Because they love me, and my death will hurt them in ways I can’t imagine. Uncurling one hand from the steering wheel, Margot rubbed at her stinging eyes. Get home. Get in shower. Get to bed. You aren’t giving up right now, in this stupid tiny car.

Forcing herself to move, Margot popped open the door and swung her legs out into the chill of the February evening. Her light jacket and floral print dress did little to seal in warmth, so she hustled up the path through the small garden, through the traditional iron gate, and up the low ramp to the covered stoop. Like always, the slight bounce of her steps surprised her.

Every time she thought she was used to the way magic settled into the sidewalks and soil of San Francisco, she had to consciously adjust her gait once more.
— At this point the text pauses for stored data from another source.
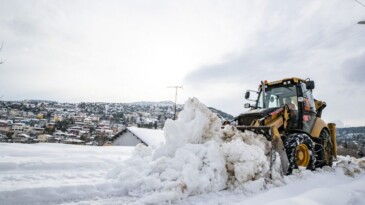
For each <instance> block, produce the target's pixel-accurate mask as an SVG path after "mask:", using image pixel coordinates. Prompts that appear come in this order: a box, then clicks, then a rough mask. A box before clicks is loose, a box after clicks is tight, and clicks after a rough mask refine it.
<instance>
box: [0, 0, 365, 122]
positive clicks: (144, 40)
mask: <svg viewBox="0 0 365 205" xmlns="http://www.w3.org/2000/svg"><path fill="white" fill-rule="evenodd" d="M359 1H360V2H361V3H363V4H364V5H365V0H359ZM361 20H365V6H363V5H361V4H360V3H357V2H356V1H354V0H332V1H328V0H297V1H291V0H272V1H260V0H256V1H231V0H220V1H216V0H214V1H213V0H212V1H208V0H206V1H188V0H184V1H172V0H155V1H150V0H130V1H121V0H116V1H110V0H106V1H99V0H94V1H93V0H87V1H86V0H85V1H81V0H63V1H60V0H59V1H46V0H44V1H38V0H37V1H32V0H23V1H17V0H0V41H4V45H3V49H2V51H1V52H0V60H3V61H4V63H3V64H1V65H0V77H1V80H0V96H2V99H1V100H24V99H46V100H55V101H59V102H87V101H92V102H95V101H99V102H134V101H163V100H172V101H173V100H174V94H175V90H174V89H171V88H167V87H168V86H174V85H183V89H182V90H179V95H178V103H184V101H185V100H187V99H188V98H189V97H197V98H198V99H199V100H200V101H201V102H203V103H204V104H206V105H207V106H212V107H215V108H217V109H221V110H222V111H225V112H228V113H230V114H232V115H238V114H239V113H241V112H244V111H245V109H244V108H243V104H244V103H245V100H244V92H245V91H246V90H247V89H257V86H258V83H259V82H260V81H261V80H269V81H272V80H277V79H281V78H284V77H294V76H296V77H300V78H308V77H309V78H311V79H312V80H314V81H315V82H316V89H315V90H314V94H315V96H316V98H318V99H320V100H323V101H326V102H327V108H326V109H325V110H324V111H323V116H324V118H325V119H326V120H327V121H335V122H337V123H338V124H339V125H340V126H343V125H345V126H349V125H352V126H359V125H363V126H364V125H365V108H364V105H365V88H364V85H365V81H364V80H363V78H365V25H359V24H357V22H358V21H361Z"/></svg>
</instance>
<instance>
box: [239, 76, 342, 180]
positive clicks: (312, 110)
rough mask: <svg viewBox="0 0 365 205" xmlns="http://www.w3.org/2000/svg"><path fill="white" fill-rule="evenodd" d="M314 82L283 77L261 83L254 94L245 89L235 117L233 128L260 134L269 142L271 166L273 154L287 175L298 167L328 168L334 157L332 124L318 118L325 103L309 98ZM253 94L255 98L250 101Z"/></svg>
mask: <svg viewBox="0 0 365 205" xmlns="http://www.w3.org/2000/svg"><path fill="white" fill-rule="evenodd" d="M314 87H315V84H314V81H311V80H310V79H306V80H303V79H300V78H285V79H282V80H277V81H273V82H267V81H263V82H261V84H260V85H259V88H258V91H253V90H248V91H247V92H246V93H245V98H246V99H247V100H251V101H254V104H250V103H246V104H245V108H250V110H249V111H247V112H246V113H243V114H240V115H239V116H237V117H236V118H235V121H236V127H237V129H239V130H241V131H245V130H249V131H252V132H255V133H257V134H262V135H264V136H265V137H266V139H267V140H269V141H271V144H272V148H271V156H270V158H271V166H270V168H272V164H273V161H274V160H275V159H274V158H275V156H277V155H276V153H278V154H279V156H280V159H281V168H282V171H283V173H284V174H286V175H288V174H291V173H292V172H293V170H296V169H298V168H299V167H305V168H306V169H310V170H314V169H315V168H321V167H323V166H332V162H333V160H334V159H335V158H336V156H337V151H336V125H335V124H334V123H328V124H326V123H325V122H324V121H323V119H321V115H322V110H323V109H324V108H325V107H326V103H325V102H323V101H320V100H316V99H314V98H313V95H312V91H313V89H314ZM252 93H254V94H256V99H251V98H252V95H251V94H252ZM250 96H251V98H250Z"/></svg>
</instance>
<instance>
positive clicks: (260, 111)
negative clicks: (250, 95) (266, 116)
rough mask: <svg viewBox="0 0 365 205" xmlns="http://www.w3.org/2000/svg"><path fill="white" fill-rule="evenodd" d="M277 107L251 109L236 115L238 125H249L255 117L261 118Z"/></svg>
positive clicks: (267, 114) (256, 117) (272, 110)
mask: <svg viewBox="0 0 365 205" xmlns="http://www.w3.org/2000/svg"><path fill="white" fill-rule="evenodd" d="M277 109H278V108H266V109H253V110H249V111H247V112H245V113H242V114H240V115H239V116H237V117H236V120H237V123H238V125H245V126H249V125H251V124H252V122H253V121H254V120H256V119H260V118H263V117H265V116H267V115H269V114H270V113H272V112H273V111H275V110H277Z"/></svg>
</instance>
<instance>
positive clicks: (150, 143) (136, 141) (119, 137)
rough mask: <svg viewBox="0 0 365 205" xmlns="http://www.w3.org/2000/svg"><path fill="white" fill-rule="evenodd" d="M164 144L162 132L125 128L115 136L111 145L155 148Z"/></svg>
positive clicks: (160, 130)
mask: <svg viewBox="0 0 365 205" xmlns="http://www.w3.org/2000/svg"><path fill="white" fill-rule="evenodd" d="M164 142H165V137H164V133H163V130H153V129H146V128H137V127H127V128H126V129H125V130H124V131H122V132H120V133H118V134H117V136H115V140H114V141H113V143H112V144H113V145H116V146H136V145H137V144H139V143H143V144H144V145H146V146H157V145H160V144H163V143H164Z"/></svg>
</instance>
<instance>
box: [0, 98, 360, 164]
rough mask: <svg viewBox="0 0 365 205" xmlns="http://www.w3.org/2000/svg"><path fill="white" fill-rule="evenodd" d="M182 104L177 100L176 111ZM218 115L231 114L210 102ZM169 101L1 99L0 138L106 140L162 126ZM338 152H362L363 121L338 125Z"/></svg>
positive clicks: (49, 140) (160, 127) (337, 144)
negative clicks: (125, 102)
mask: <svg viewBox="0 0 365 205" xmlns="http://www.w3.org/2000/svg"><path fill="white" fill-rule="evenodd" d="M182 109H183V106H182V105H179V104H178V105H176V112H177V113H176V115H177V114H178V113H179V112H180V111H181V110H182ZM210 109H211V110H212V111H213V112H215V113H217V115H218V116H219V117H220V118H222V120H233V116H231V115H229V114H227V113H224V112H222V111H219V110H217V109H214V108H210ZM174 115H175V104H174V103H173V102H171V101H163V102H136V103H102V102H97V103H89V102H81V103H58V102H54V101H41V100H24V101H0V142H13V143H38V142H49V143H65V144H82V145H97V146H101V145H106V144H108V143H109V144H110V143H111V142H112V141H114V140H115V139H116V138H117V137H119V136H120V135H121V133H124V131H125V130H126V129H127V128H128V127H137V128H147V129H155V130H162V128H163V126H164V123H165V121H166V120H167V119H173V118H174ZM337 145H338V152H339V153H340V154H343V155H350V156H354V157H357V156H363V155H364V154H365V149H364V147H365V127H356V128H337Z"/></svg>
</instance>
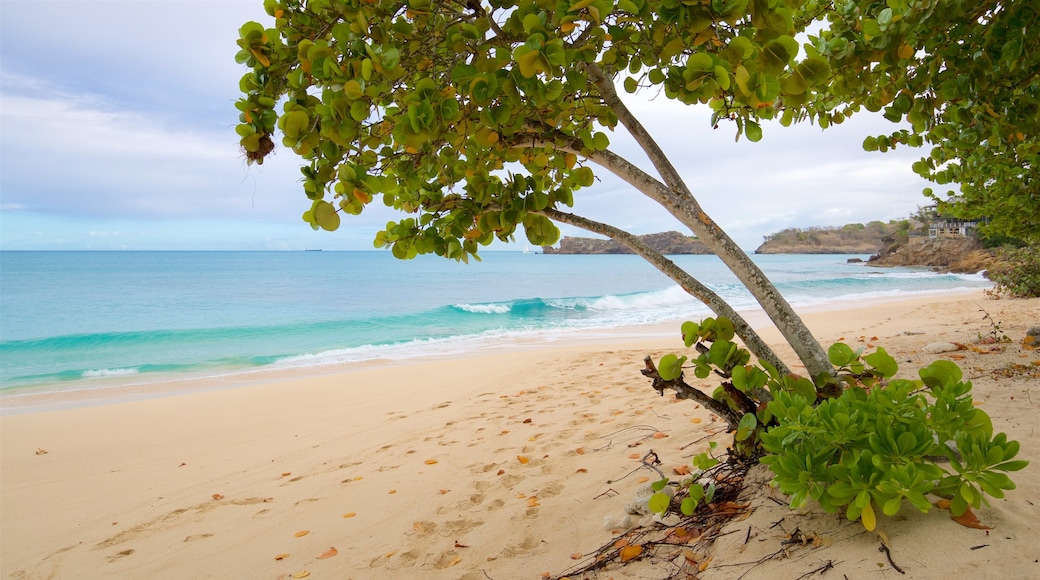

The sponginess of the ground tended to change day by day, hour by hour, like the temperamental weather the city was so famous for. It was just another quirk of the old, strange city, like the sentient fog and water teeming with bloodthirsty waterfolk.

Natives had no trouble changing the way they walked at a moment’s notice, giving them the famous San Francisco Gait, but Margot still occasionally struggled with the loping, bouncing movements necessary to walk down the street on a magic-heavy day.

Stepping lightly toward the door, Margot didn’t need to fish for keys in her purse or pocket. The doors to a Healing House were always unlocked, even when the resident healer wasn’t in.

The Allied Charter listed all Healing Houses as sacrosanct. Not even the lowest criminal would stoop to stealing from one, not simply because doing so was the quickest way to spend a lifetime in a miserable, sigil-lined prison, but because they were declared holy sites after the Great War nearly wiped out healers altogether.

The gods Glory, Grim, and Blight claimed healers for their own. To harm one, even indirectly, was blasphemous in the extreme.

That was why Margot didn’t think to check her home for intruders when she stepped through the door and dropped her purse onto the little entryway table.

Only her bedroom was warded against outsiders, her sigilwork painstakingly etched into the walls and door frame to keep out anyone who might wish her harm. A normal healer would never think to take those kinds of precautions, but Margot wasn’t anywhere close to normal.

Moving to close the door, one hand extended to flick on the light. The hair on the back of her neck, exposed by her neat chignon, rose with sudden, prickling tension.

Margot turned her head slowly, her senses on high alert as she scanned the entryway and the darkened rooms that made up her living room, as well as the sterilized clinic just beyond it.

Her hearing was better than the average human’s, but she heard nothing. No squeaky floorboards, no foreign breathing. There was a thread of scent, something sharp and chemical, but this was the city, not her home in the lush forest of the Pacific Northwest, and that wasn’t necessarily unusual.